One wonders if the Substack founders regret revealing the secret of the Baschez score.

On Monday, Twitter announced it had acquired the newsletter platform Revue, the social media giant’s first step into consumer revenue and latest piece of evidence that we are in the beginning of a newsletter arms race.

The price of the deal was not disclosed, but some key details:

• Revue will remain a separate brand, but Twitter will provide the resources to make Revue more competitive with other newsletter platforms; the commission Revue takes on all consumer revenue has been reduced to 5%, half of what Substack charges. All of the Pro features for Revue will be freely available to all Revue users as well. Twitter will also help Revue hire more people across research, design and engineering.

• Twitter also said it is considering ways to integrate Revue more tightly into its own product, including newsletter signups inside Twitter and private chats between newsletter authors and their subscribers using the platform.

• Though Substack got most of the recent headlines in the newsletter space, Revue had found traction serving both individual creators as well as larger publications, ranging from Vox Media and the Markup.

• Twitter would not say how many users or subscribers Revue has. When Revue first launched its subscriptions feature in 2018, its users had acquired about 30,000 readers, 2,000 of whom were paying. Casey Newton, the author of Platformer, had amassed 20,000 subscribers using Revue before he left Vox Media and brought his subscribers with him to Substack.

A first step toward consumer revenue for Twitter
Upon closer inspection, Twitter’s move into newsletters is unsurprising. The platform publicly indicated late last year that it would begin pursuing consumer revenue, and while many people presumed that meant something like an ad-free experience, direct connection with the audience and the platform’s biggest users makes more sense.

And while Twitter doesn’t have the same surreal user scale as Facebook or YouTube, it does have a critical mass of writers and thinkers using its platform. For a time, Substack would use Twitter to identify possible Substack recruits, in part by measuring the amount of retweets, likes and replies that prospects’ Twitter content got. (Per the reference in the lead, the sum of those engagements was used to calculate score, named after a former employee named Nathan Baschez.)

Working backwards
Adding newsletters makes sense because, as Twitter has expanded beyond its original 140-character strictures, it has grown into a kind of thought leadership platform where people will go off on lengthy discursions on everything from the news to personal histories.
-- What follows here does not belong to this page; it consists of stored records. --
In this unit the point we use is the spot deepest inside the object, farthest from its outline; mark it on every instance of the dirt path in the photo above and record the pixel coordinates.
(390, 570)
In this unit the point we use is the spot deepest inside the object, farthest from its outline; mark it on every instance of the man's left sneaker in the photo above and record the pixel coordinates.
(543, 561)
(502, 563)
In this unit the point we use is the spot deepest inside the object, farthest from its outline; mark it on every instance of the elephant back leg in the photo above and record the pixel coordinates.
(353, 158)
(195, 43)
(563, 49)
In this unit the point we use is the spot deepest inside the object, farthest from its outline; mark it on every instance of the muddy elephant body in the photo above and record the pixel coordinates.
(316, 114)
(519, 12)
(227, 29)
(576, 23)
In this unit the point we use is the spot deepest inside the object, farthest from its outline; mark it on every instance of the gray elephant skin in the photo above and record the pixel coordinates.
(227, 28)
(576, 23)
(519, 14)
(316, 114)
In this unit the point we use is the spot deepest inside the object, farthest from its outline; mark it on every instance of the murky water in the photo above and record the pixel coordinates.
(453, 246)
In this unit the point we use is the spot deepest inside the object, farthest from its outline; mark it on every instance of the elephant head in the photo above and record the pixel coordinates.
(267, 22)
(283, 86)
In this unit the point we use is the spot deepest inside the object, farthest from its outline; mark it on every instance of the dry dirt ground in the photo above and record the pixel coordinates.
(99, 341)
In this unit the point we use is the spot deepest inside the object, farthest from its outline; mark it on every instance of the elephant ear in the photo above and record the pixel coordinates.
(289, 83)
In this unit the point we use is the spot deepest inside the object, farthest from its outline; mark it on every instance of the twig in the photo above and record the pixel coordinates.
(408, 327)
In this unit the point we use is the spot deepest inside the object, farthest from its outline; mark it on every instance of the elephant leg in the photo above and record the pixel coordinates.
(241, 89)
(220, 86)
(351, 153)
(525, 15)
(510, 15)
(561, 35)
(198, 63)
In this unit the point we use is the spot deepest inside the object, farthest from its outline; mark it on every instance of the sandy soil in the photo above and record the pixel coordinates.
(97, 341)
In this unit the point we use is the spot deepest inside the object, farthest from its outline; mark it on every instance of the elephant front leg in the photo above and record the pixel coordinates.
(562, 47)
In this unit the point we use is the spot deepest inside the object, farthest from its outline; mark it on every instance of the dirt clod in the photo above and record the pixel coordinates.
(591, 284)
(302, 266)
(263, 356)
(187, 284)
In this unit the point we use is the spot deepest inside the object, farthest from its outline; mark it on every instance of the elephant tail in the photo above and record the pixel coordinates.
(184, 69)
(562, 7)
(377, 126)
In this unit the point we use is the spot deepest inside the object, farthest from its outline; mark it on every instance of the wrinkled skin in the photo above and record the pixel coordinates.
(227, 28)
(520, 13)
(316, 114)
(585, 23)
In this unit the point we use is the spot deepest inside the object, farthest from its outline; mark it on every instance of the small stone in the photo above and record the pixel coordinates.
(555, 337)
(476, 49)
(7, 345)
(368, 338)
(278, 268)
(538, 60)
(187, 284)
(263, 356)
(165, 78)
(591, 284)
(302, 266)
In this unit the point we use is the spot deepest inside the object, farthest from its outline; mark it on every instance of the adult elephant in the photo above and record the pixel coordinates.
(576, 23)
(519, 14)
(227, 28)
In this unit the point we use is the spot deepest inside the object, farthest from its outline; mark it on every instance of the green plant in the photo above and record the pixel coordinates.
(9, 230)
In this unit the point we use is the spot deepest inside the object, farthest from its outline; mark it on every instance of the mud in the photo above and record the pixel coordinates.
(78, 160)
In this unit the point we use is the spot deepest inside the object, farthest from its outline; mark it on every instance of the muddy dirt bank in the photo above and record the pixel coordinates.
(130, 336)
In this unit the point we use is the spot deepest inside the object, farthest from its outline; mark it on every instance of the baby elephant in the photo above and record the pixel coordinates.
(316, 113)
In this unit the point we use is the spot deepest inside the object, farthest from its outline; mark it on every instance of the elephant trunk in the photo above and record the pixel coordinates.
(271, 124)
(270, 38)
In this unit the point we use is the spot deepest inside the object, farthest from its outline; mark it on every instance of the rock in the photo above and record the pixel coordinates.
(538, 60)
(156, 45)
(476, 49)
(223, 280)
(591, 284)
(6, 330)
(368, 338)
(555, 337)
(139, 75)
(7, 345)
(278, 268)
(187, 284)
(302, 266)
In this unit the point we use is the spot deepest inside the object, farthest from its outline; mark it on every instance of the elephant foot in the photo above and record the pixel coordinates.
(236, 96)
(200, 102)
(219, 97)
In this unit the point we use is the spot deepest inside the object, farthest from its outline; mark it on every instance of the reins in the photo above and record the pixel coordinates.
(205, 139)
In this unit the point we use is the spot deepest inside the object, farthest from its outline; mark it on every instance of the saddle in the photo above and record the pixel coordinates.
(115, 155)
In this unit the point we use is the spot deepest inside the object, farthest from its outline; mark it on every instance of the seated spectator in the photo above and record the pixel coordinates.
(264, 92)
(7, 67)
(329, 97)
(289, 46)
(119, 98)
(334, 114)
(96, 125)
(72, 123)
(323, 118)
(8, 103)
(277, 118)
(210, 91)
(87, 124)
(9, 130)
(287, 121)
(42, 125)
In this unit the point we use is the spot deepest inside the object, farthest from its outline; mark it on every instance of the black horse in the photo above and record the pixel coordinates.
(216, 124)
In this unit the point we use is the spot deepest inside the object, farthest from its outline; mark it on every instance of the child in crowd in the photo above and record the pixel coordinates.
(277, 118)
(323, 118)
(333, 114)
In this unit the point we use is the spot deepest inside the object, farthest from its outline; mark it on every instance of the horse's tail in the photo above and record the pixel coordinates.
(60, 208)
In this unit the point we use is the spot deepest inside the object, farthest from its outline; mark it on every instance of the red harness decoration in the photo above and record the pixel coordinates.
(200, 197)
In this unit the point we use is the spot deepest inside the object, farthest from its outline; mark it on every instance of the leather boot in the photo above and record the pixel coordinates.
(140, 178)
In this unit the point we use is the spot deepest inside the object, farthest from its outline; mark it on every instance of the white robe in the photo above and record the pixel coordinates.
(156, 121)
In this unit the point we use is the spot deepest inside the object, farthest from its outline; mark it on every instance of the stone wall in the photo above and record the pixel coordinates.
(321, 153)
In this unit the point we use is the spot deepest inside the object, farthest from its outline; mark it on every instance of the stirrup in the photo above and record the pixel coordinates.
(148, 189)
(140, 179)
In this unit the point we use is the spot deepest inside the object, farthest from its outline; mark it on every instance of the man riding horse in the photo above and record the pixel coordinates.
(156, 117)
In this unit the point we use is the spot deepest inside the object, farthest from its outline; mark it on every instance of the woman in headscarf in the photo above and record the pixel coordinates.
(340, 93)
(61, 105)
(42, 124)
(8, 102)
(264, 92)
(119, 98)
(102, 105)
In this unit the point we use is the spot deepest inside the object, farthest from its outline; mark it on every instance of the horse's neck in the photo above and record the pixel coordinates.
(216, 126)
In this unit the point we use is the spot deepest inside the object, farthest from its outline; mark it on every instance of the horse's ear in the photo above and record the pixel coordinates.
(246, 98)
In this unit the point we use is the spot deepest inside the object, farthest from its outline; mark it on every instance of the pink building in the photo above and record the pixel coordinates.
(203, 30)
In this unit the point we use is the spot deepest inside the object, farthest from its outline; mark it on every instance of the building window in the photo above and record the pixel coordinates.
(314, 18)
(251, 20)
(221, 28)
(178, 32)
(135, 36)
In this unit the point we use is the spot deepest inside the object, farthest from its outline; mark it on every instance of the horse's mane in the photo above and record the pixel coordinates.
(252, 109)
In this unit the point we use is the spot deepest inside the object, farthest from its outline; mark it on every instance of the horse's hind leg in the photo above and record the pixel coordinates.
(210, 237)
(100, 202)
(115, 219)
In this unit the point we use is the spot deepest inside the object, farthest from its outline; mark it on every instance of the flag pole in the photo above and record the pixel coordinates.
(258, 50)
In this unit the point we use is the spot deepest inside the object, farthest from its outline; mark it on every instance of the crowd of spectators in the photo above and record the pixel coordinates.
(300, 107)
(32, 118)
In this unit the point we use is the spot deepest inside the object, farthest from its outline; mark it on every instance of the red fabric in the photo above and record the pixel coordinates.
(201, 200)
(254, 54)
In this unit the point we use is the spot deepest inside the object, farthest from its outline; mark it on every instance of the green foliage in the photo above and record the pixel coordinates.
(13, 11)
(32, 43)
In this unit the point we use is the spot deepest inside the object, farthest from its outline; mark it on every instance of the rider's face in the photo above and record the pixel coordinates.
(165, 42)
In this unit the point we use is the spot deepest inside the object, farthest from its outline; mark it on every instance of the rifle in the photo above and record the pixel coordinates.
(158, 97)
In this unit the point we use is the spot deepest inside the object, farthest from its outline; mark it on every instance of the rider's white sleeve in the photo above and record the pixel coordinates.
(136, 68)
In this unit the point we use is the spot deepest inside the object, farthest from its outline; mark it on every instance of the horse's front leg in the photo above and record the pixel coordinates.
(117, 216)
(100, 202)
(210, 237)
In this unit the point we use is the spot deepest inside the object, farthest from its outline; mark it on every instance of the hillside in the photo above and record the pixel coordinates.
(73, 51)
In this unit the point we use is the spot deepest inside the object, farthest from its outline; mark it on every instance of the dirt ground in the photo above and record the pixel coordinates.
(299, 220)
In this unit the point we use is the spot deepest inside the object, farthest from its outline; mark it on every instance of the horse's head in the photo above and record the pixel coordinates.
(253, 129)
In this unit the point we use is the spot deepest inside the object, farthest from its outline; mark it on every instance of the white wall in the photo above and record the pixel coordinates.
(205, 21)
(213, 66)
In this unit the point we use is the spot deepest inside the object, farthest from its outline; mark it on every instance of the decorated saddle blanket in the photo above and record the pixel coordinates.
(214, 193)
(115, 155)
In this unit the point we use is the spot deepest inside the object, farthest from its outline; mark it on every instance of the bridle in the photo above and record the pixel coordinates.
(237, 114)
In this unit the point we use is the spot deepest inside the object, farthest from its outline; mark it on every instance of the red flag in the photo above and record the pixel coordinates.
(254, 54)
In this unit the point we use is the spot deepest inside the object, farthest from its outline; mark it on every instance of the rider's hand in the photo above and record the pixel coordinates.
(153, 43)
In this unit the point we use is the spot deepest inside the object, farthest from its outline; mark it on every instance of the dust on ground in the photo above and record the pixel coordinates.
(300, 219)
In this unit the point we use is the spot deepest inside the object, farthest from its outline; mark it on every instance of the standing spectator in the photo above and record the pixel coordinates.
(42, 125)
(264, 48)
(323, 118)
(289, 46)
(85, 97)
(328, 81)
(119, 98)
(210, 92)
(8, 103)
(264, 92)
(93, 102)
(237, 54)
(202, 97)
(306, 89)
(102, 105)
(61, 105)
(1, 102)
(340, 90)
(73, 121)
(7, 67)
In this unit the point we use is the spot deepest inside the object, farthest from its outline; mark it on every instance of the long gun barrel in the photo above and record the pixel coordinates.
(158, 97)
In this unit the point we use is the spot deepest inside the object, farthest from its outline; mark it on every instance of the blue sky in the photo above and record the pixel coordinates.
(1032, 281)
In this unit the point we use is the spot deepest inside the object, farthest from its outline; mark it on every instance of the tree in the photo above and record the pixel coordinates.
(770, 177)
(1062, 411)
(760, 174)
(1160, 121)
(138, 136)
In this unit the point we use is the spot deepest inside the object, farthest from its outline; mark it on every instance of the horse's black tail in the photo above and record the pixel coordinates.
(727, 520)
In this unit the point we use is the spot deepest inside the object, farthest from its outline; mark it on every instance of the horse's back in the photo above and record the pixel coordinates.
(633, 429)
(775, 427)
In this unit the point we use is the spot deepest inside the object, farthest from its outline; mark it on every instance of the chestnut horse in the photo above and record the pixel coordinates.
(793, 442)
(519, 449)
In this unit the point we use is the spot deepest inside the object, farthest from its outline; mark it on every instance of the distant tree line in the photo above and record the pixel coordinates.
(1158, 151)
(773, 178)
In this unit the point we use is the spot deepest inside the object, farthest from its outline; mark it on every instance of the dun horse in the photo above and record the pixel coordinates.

“There’s a reason people are posting all these god-awful threads,” said Jacob Donnelly, the gm of Morning Brew’s B2B business and the owner of A Media Operator, a newsletter that, until recently, operated on Substack.“You can use them to build an audience, but then you need a place to port them over to.

“Most of these companies are building product first and figuring out how to get audience on top,” Donnelly added. “Twitter already has the audience, and it can figure out what its biggest creators would benefit from.”

Bells and whistles
Figuring out and adding those benefits quickly will be important. As the newsletter space grows more crowded, the competing platforms are augmenting their offerings to keep (or retain) authors.

Some of the additions come in the form of services, such as the legal defense fund Substack opened up to all its authors last summer. Others are more strictly monetary: Forbes’s newsletter program, announced earlier this month, will pay a salary and benefits to people using its newsletter platform, plus a cut of any ad revenue each newsletter drives.

LinkedIn is busy developing its own newsletter tools as well.

A fight over valuable turf
The fight over newsletters has ratcheted up because the rest of the media world is starting to understand the value of a direct connection in an environment where users are engaged and less distracted: Research conducted three years ago by Adobe found that the average person spends over five hours per work day engaging with their inbox, a figure that, in our current work from home moment, figures to have only gone up.

“It’s more validation for what we’ve been saying at LiveIntent over the last 12 years,” said Kerel Cooper, the CMO of LiveIntent, an email monetization platform.